The Ridges of Eastern Lake County

Jen Gerger

by Mark Gilson

The Historic Nursery Region of Lake County is three to seven miles deep and about twenty miles long, extending from Mentor to Madison. Once covered by glacial lakes there are three sand/gravel ridges that define the ancient shorelines. North Ridge sits ten to twenty feet above the ‘lake plain’ that runs a couple miles north to the current shoreline of Lake Erie. North Ridge Road in Perry represents a small segment of Rt 20 that runs from Boston to Oregon, referred to as Mentor Avenue in the middle of the County and Euclid Avenue in Downtown Cleveland. Rich with natural springs and a line of black muck soil at its bottom, North Ridge Road was home to the oldest nursery in Lake County, Storrs and Harrison, founded 1854 in Eastern Painesville.
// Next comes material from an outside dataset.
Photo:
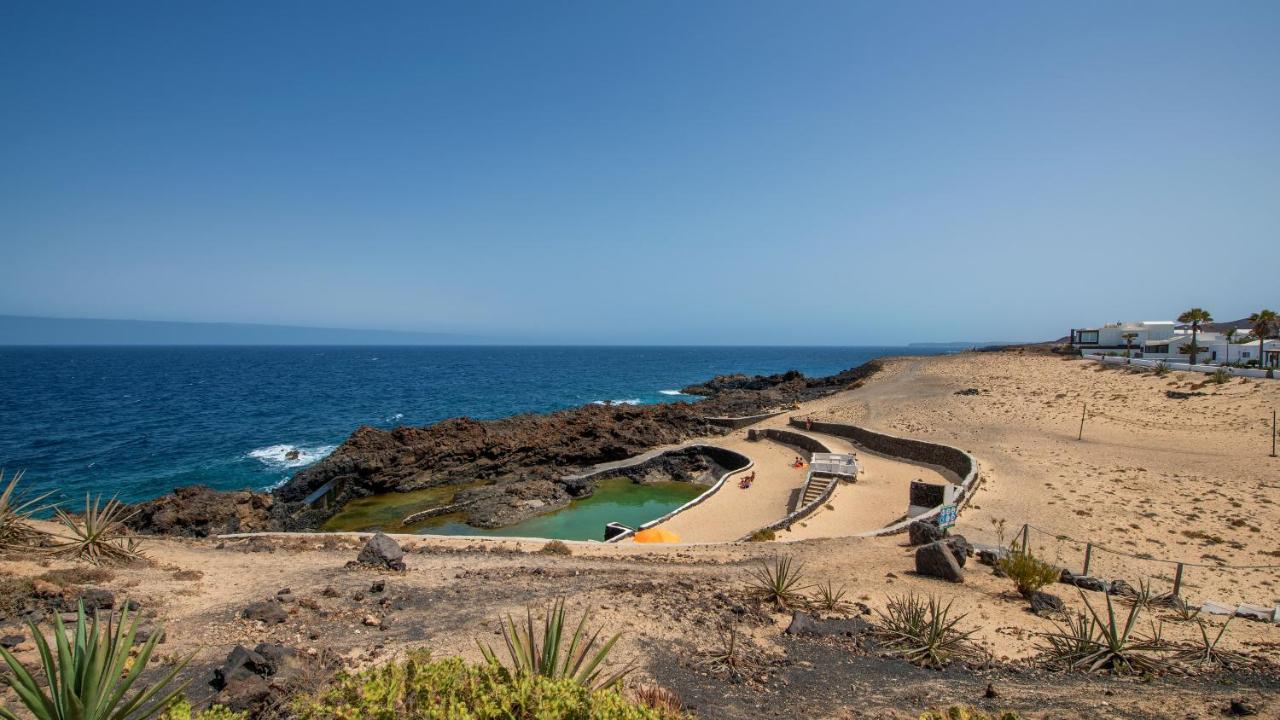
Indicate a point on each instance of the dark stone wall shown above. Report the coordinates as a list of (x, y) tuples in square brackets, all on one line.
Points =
[(794, 440), (915, 450), (739, 423)]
Bob Lyons, retired nursery icon, grew up on North Ridge Road in Perry, growing Dicentra spectablis in the rich muck soils below the ridge. Except along the current shoreline, these are not ‘beach soils’. Instead they are mainly ‘sandy loams’ with good texture, ample organic matter, gentle topography and excellent drying characteristics once tiled.

Other nurseries along North Ridge Road, include Gilson Gardens, Losely Red Mill, Martins Nursery, Secors, Sunleaf Nursery, Roemers (now Madison Shore Growers) just to the north, former Hortons operations including the current-day Ridge Manor, and Girards to the east in Ashtabula County. Along Mentor Avenue to our west resided Donewell Nursery, Bosleys, Wayside Gardens and others.

Middle Ridge Road runs diagonally east/west from North Ridge in Perry. Not as noticeable as the other ridges, this one sits atop up to twenty feet of gravel and is home to Cottage Gardens, CM Brown, Means Nursery, Yoe Nursery, Bluestone Perennials, the former Turkenburg and Crawford Nurseries. Large fields along this ridge are operated by Loselys and the Petitti Group. This is a beautiful drive with tidy nurseries and farms.

South Ridge Road (Rt 84) defines the southern extent of the ancient lakes. Klyn Nurseries and LCN call this home atop a commanding elevation. Good soils extend a short ways to the south in some areas but eventually give way to heavy clay and the 90-foot-cliffs carved by the 100-mile Grand River, one of the cleanest flowing into Lake Erie.

Werner Nursery, later home of Gilson Gardens, was founded by a Polish Immigrant, Paul Werner, around 1920. He drowned years later, swimming in nearby Lake Erie after a hot day in the nursery. Immediately to the north of Gilson’s are Briar Rose Nursery (formerly Moretti’s) and Beardslee Nursery. Ted Gilson, Nicky Moretti and Charlie Beardslee were great friends for many years and shipped countless ground covers…pachysandra, ivy, euonymus coloratus…from their small contiguous farms. Another ground cover specialist was Logan Monroe at Kingwood Nursery on Burns Road, near Rt 20, in Madison. Local nurseryman for over 160 years have appreciated the ecologies, enterprises and personalities of Eastern Lake County…a special and remarkable place to live, work and grow old

Thanks for taking this little tour along our ridges, roads and legacies!